Being in business with your spouse is “more stressful than when we worked our separate jobs, but it’s more rewarding,” Dan says. Danielle adds they try to make it fun, too: “There’s times when I’m in here and we are having margaritas and blasting music. I can’t even tell you how many times we turned around and said ‘can you believe this is where we are now?’ ”
Yussel’s Place
– Debbie and Michael Freiser, co-owners of Yussel’s Place
Debbie and Michael Freiser have been immersed in the “Jewish communal world” for decades. The two married in 1986 and left their jobs — he at a real estate magazine and she at the Advertising Research Foundation — in pursuit of becoming their own bosses. A New York Times ad that same year to purchase an 8-month-old Yussel’s Place caught their attention and they’ve owned the business since has seen a successful run since.
“We implicitly trust each other,” Michael says of working with his wife.
Yussel’s specializes in mezuzahs, tallits and ketubahs. This on top of their “large wedding business,” in which they offer registries.

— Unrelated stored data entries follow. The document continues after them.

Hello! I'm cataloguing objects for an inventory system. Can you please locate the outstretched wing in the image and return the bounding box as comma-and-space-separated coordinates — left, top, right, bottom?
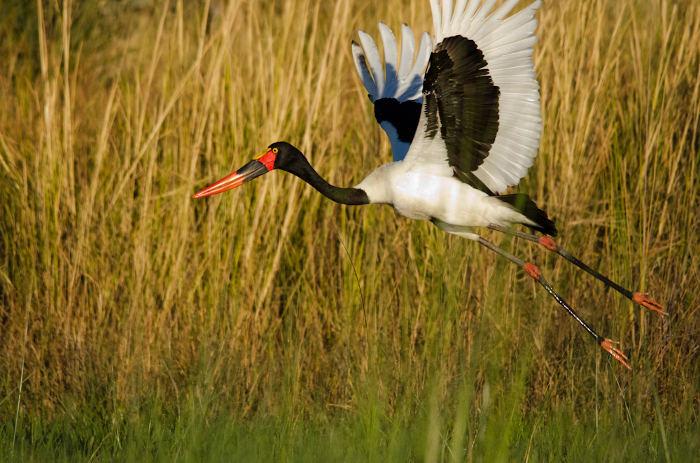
406, 0, 542, 194
352, 23, 432, 161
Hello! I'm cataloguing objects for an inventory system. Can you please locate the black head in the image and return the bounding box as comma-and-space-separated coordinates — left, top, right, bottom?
194, 142, 308, 198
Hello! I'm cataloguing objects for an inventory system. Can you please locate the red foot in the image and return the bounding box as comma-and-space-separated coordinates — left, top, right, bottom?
523, 262, 542, 281
538, 236, 559, 252
600, 338, 632, 370
632, 293, 668, 316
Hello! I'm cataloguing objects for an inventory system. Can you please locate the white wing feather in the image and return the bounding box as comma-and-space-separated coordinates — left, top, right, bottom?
352, 23, 432, 102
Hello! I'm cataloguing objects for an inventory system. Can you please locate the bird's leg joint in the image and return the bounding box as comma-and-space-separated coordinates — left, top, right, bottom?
523, 262, 542, 281
632, 293, 668, 316
600, 338, 632, 370
538, 236, 559, 252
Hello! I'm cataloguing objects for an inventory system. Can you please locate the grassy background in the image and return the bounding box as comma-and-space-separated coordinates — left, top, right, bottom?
0, 0, 700, 461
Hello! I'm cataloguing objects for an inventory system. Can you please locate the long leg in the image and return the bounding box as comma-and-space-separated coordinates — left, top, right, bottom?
478, 237, 632, 370
488, 224, 668, 315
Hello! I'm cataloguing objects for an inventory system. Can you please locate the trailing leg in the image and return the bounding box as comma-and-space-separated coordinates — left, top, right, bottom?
478, 237, 632, 370
488, 224, 668, 315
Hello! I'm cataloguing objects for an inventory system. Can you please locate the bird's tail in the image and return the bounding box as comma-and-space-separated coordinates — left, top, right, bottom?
495, 193, 557, 236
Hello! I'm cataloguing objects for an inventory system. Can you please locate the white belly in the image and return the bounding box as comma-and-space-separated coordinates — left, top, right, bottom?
392, 171, 521, 227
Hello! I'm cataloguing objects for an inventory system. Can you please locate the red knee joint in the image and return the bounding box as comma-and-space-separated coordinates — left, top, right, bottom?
523, 262, 542, 281
539, 236, 559, 252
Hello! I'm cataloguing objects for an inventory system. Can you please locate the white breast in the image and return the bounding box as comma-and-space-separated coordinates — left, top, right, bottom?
357, 162, 522, 227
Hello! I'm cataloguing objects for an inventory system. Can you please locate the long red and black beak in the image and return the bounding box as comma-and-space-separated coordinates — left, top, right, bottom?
192, 150, 276, 198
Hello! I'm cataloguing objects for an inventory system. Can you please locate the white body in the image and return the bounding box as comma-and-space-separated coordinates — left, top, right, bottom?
356, 160, 534, 239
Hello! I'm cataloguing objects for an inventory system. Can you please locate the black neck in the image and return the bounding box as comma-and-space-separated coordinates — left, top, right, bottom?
281, 155, 369, 206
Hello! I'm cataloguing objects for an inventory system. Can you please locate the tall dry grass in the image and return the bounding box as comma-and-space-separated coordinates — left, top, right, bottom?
0, 0, 700, 432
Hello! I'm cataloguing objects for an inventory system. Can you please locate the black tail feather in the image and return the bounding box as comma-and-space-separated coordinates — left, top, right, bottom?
495, 193, 557, 236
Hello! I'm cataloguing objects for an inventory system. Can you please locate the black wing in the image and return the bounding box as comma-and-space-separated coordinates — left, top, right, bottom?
423, 36, 500, 194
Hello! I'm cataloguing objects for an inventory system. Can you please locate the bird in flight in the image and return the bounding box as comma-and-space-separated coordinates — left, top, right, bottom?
194, 0, 667, 368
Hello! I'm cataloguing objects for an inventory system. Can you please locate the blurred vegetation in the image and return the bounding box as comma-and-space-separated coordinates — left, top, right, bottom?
0, 0, 700, 461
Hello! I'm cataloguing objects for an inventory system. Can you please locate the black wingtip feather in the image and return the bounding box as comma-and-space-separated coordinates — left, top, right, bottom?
495, 193, 557, 236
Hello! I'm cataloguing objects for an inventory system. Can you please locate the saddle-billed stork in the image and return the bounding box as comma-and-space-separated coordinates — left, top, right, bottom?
194, 0, 666, 368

At the store, Michael handles the buying and customers while Debbie handles the paperwork and special orders. At the end of the night when that door closes behind them, they try to leave work discussions within those four walls; however, car rides to and from work are neutral territory.

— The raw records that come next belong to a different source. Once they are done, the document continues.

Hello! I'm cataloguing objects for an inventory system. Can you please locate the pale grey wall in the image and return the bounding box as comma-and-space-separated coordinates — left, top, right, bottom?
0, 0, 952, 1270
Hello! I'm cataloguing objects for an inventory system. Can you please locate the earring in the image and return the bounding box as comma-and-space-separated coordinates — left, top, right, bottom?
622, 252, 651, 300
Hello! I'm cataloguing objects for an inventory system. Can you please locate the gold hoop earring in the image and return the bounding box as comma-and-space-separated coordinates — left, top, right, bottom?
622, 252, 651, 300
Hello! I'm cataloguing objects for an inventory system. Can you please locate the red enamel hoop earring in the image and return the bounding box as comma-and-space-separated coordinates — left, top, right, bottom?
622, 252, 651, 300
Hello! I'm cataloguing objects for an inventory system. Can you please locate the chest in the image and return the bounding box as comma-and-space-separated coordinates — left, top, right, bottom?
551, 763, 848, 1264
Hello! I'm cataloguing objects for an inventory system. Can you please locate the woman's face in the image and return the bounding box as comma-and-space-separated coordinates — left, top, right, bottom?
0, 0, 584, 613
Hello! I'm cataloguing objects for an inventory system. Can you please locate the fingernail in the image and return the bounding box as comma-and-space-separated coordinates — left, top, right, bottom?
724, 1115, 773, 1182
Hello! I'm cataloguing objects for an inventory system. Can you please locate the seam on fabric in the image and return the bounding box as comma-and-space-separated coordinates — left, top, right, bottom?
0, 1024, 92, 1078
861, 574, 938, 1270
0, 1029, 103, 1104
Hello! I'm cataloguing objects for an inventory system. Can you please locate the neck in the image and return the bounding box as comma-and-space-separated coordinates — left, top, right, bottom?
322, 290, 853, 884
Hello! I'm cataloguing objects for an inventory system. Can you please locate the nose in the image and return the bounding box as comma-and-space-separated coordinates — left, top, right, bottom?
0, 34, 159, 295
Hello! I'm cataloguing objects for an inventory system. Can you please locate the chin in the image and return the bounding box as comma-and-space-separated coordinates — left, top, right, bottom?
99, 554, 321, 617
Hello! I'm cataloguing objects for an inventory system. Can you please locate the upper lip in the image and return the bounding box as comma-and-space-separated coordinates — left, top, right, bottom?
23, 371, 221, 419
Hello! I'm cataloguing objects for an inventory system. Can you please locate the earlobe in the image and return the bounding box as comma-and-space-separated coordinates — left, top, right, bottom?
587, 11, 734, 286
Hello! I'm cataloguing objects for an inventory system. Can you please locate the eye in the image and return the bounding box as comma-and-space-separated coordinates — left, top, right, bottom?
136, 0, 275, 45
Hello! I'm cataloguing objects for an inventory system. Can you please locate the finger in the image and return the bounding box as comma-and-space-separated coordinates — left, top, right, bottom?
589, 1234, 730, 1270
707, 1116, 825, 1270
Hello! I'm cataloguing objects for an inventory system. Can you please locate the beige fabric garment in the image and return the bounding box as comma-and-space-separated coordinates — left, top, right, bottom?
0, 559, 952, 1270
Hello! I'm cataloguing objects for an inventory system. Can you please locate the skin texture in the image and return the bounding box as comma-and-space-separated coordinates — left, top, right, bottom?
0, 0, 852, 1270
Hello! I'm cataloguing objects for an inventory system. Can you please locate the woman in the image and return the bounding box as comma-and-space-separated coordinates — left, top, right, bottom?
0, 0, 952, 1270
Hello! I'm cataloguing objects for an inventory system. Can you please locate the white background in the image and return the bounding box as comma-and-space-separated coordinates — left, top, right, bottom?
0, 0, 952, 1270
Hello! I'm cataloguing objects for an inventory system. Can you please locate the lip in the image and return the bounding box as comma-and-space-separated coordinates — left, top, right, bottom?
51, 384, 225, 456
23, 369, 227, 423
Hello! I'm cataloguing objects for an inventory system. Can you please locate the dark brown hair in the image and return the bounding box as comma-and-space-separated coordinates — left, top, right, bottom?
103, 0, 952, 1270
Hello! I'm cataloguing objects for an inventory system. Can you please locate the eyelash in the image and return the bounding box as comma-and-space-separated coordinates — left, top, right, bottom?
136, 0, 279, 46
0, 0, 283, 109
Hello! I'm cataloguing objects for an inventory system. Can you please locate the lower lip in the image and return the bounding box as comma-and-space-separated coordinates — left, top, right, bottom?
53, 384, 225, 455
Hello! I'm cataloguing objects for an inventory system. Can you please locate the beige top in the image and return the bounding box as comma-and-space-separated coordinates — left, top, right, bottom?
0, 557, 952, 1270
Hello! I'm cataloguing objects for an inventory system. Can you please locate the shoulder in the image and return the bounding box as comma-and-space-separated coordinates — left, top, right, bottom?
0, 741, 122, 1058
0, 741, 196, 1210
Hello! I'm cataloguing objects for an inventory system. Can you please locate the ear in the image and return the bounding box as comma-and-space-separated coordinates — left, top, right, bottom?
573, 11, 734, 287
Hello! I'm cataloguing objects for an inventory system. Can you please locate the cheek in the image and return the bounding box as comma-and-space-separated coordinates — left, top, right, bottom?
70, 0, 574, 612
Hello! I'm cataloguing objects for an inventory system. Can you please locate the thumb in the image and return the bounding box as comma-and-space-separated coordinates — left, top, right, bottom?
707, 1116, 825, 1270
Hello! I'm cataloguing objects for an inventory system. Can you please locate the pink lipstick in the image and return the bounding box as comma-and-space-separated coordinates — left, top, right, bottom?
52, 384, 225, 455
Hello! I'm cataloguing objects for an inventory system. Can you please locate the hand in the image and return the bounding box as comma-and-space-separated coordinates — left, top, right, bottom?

“We just know when to sort of step away from each other,” he says about his successful decadeslong run with his wife as his partner at Yussel’s. And, in an effort to remain clearheaded, the couple tries to head to New Paltz two times a month for a retreat.
Bobb Howard’s
– Eileen Caplin Wysel and Ronnie Wysel, co-owners of Bobb Howard’s
To many, Bobb Howard’s is a nostalgic candy store that doubles as an auto repair shop. But to Eileen Caplin Wysel and Ronnie Wysel, it’s nothing short of a family legacy, one that’s achieved exponential success since its inception in October 1946.
Caplin Wysel, who grew up at the shop and later inherited it from her parents Gert and Sam Caplin, is credited for converting her one-time office space (the candy and toy shop) into a mini market in 1982. From that, she had a vision for something else: she replaced the cigarettes, lottery, milk and other goods with nostalgic candy and toys and turned it into the Bobb Howard’s as we know it today.

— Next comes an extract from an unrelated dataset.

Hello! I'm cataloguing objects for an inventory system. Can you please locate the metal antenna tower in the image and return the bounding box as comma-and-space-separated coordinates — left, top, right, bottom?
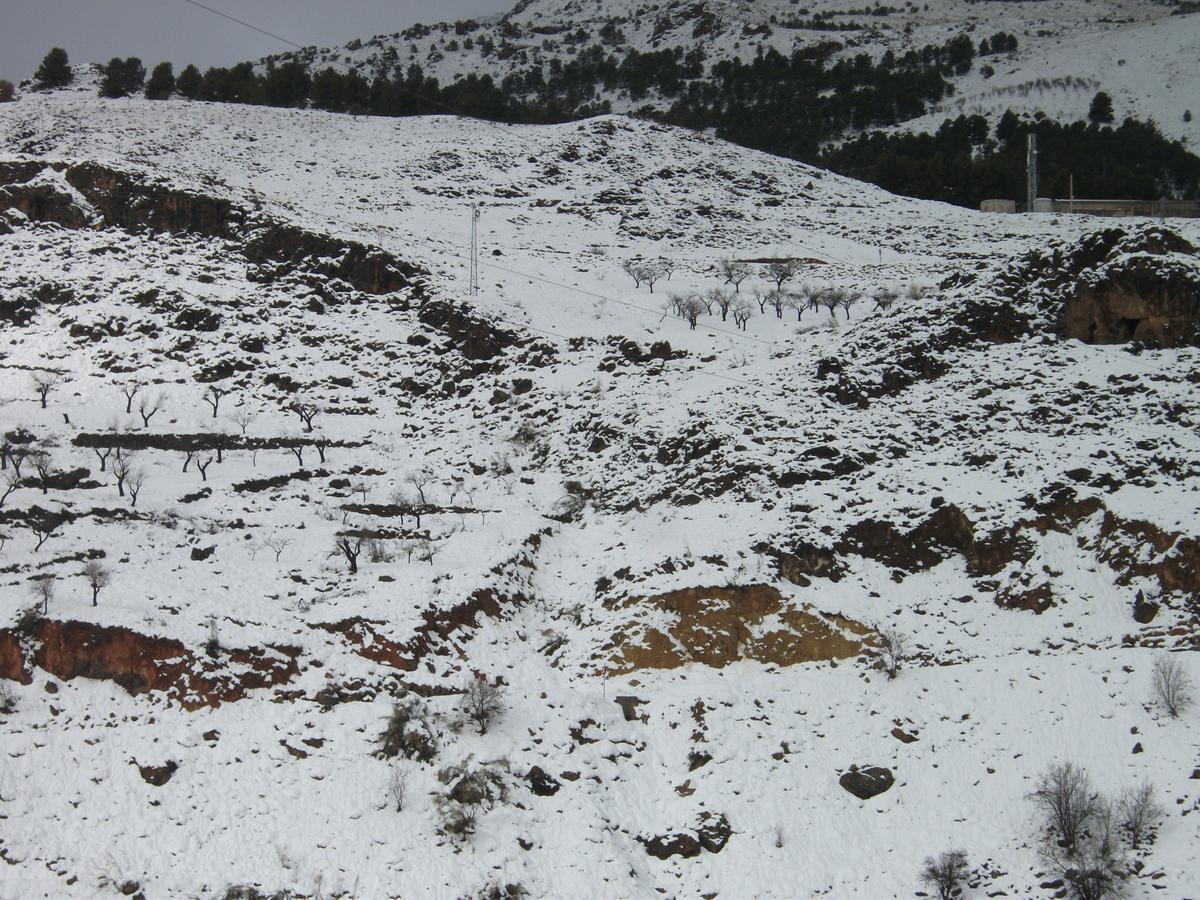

As the shop was being remodeled, the two married and by the mid-70s, Wysel, too, was working at the adjacent mechanic shop under his father-in-law’s direction. Today, both of them “eat, sleep and breath” Bobb Howard’s, they say. “It’s our baby.”
While they are passionate about their joint career they admit it can have its faults. “The salary is coming out of the same business. There are times when that’s not such a good thing,” Caplin Wysel says. “Sometimes business is not as great as other times, so we have to compensate for that.”
Now in its 75th year, the couple says it takes “a lot of humor” to make it this far. “You have to like what you’re doing and you have to like who you’re with,” Wysel adds.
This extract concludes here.